Thursday 13 November 2014

PLASTIC

CONTAINS SPOILERS AND BASTARDS

There's a secret to con-artist crime capers, and indeed most movies designed primarily as entertainment, and it's a secret which has entirely eluded the makers of this cataclysmically witless piece of boneheaded garbage. It's a very simple idea: don't make your characters into hateful dicks. Don't write your leads as crass, amoral, laddish oafs that even the most imbecilic Nuts reader won't want to spend time with. Don't give them a leering, barely Neanderthal approach to women and a clear conscience when it comes to stealing and ripping people off. Julian Gilbey's wretched, piss-pathetic apology for a teenage episode of Hustle offers us four swaggering, despicable bellends, all of whom you'd quite happily push under a combine harvester. They're the heroes of the piece, but against their apparently hilarious antics the bloodier and more serious muscle of grown-up criminals is actually more palatable. Our principal hero is Ed Speleers, star of the atrocious Love Bite and it's honestly a tough call as to whether that's a more shameful piece of rubbish.

Plastic has our scumbag foursome running a string of credit card frauds and identity thefts, amassing a stack of cloned cards and quickly purchased goods to sell on for untraceable cash. But they fall foul of a serious gangster (Thomas Kretschmann) who gives them two weeks to pay him two million pounds or they can dig their own graves. With the aid of the sort-of-almost girlfriend of the group's leader, they all jet off to Florida to swindle some big-time millionaires - except they're so monumentally idiotic they blow their own scheme and end up constructing an entirely new con job which involves swiping a case of diamonds by pretending to be a Brunei prince. Can they get the money together, or might some of the group be plotting to take it all for themselves?
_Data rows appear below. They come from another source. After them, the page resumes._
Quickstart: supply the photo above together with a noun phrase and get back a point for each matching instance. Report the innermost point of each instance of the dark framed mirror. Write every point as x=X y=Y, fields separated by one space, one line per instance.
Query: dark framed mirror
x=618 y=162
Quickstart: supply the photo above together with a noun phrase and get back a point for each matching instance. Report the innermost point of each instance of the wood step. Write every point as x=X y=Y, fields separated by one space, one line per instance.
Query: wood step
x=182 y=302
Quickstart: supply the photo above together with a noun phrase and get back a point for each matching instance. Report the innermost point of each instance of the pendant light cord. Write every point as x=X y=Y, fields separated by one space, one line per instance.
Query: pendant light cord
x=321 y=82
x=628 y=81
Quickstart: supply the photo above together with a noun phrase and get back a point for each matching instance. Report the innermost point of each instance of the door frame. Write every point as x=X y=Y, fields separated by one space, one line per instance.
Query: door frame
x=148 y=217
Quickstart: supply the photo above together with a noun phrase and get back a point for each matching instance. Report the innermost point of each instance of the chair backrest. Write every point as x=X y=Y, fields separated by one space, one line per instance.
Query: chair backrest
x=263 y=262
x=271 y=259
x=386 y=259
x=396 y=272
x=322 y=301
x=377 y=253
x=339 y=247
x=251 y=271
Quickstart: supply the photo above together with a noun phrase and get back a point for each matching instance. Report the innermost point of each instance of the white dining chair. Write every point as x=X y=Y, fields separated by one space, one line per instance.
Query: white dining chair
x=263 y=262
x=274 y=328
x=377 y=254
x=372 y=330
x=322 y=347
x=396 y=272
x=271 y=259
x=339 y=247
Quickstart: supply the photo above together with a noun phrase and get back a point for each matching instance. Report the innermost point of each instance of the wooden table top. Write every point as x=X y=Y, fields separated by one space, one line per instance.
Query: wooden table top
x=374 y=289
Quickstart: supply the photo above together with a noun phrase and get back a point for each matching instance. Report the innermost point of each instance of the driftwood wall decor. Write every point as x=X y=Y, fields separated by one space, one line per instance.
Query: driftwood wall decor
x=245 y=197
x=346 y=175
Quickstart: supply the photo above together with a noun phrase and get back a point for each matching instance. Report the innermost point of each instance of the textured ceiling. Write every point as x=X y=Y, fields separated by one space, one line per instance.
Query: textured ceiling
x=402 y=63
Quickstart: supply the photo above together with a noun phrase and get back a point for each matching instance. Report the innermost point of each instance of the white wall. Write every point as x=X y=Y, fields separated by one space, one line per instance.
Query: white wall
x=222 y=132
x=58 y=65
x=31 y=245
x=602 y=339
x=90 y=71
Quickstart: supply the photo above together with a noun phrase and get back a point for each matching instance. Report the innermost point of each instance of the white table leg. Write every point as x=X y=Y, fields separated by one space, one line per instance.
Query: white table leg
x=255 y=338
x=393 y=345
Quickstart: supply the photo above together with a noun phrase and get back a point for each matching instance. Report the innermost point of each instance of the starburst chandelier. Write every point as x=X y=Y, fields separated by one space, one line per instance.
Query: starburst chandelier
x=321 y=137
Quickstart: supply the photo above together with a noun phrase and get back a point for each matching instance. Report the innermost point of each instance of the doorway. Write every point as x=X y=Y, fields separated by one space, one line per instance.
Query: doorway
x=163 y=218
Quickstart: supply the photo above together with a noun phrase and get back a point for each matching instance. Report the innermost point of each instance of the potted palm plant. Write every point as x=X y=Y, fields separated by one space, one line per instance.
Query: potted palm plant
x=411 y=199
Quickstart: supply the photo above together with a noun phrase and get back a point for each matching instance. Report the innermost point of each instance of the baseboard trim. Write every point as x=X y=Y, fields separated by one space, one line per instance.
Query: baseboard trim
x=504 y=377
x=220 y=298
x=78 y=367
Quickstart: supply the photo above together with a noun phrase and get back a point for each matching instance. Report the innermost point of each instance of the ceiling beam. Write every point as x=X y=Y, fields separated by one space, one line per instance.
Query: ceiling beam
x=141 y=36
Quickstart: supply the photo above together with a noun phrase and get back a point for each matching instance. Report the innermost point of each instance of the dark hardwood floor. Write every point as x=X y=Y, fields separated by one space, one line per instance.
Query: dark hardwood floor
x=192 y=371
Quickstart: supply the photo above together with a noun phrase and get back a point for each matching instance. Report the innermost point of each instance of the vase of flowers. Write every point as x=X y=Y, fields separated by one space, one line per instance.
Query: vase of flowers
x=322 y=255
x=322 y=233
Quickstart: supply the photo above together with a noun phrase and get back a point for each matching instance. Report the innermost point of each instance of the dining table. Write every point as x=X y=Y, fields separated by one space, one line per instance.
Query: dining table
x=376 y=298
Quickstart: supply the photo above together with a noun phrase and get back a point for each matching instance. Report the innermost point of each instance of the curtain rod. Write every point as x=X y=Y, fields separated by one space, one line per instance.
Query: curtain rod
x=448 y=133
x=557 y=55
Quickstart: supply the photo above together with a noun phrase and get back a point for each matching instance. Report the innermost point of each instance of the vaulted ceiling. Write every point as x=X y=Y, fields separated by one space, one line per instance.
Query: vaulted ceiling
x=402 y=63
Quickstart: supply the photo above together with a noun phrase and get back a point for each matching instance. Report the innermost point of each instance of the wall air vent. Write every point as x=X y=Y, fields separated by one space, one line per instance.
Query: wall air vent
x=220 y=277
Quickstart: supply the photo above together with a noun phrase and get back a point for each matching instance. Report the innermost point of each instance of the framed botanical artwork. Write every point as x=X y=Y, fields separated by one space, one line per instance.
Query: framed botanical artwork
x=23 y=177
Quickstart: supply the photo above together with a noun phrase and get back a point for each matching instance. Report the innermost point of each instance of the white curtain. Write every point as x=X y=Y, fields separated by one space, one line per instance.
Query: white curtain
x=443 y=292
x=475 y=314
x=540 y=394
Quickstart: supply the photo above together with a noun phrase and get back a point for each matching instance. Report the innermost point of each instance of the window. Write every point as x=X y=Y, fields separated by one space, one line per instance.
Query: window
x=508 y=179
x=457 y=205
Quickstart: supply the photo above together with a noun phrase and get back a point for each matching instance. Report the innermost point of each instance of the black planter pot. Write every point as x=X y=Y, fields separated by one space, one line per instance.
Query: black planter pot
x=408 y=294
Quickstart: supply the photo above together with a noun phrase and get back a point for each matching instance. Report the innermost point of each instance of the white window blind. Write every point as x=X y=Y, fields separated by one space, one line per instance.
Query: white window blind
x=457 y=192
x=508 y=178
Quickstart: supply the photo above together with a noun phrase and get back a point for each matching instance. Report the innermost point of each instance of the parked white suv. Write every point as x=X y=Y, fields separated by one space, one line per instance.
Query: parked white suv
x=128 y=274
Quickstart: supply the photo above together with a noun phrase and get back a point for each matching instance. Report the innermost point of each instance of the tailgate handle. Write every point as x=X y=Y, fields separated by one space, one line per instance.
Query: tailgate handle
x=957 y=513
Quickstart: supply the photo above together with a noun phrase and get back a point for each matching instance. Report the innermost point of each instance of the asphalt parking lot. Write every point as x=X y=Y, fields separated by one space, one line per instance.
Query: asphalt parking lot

Whatever. I just spent most of the running time hoping the smug little sods would die very horribly and I hated the fact that they won in the end - it's "based on a true story" and "the diamonds were never recovered", if you believe the opening and closing captions. Justice, even movie justice, is barely served in a film in which one of the group gets clean away with the loot and two of them get absurdly lenient jail terms. Thoroughly depressing, artistically empty and full of more obnoxious and morally repugnant bastards than any film since Downfall, it's probably the worst film of 2014 and certainly the one I most regret adding to my rental list.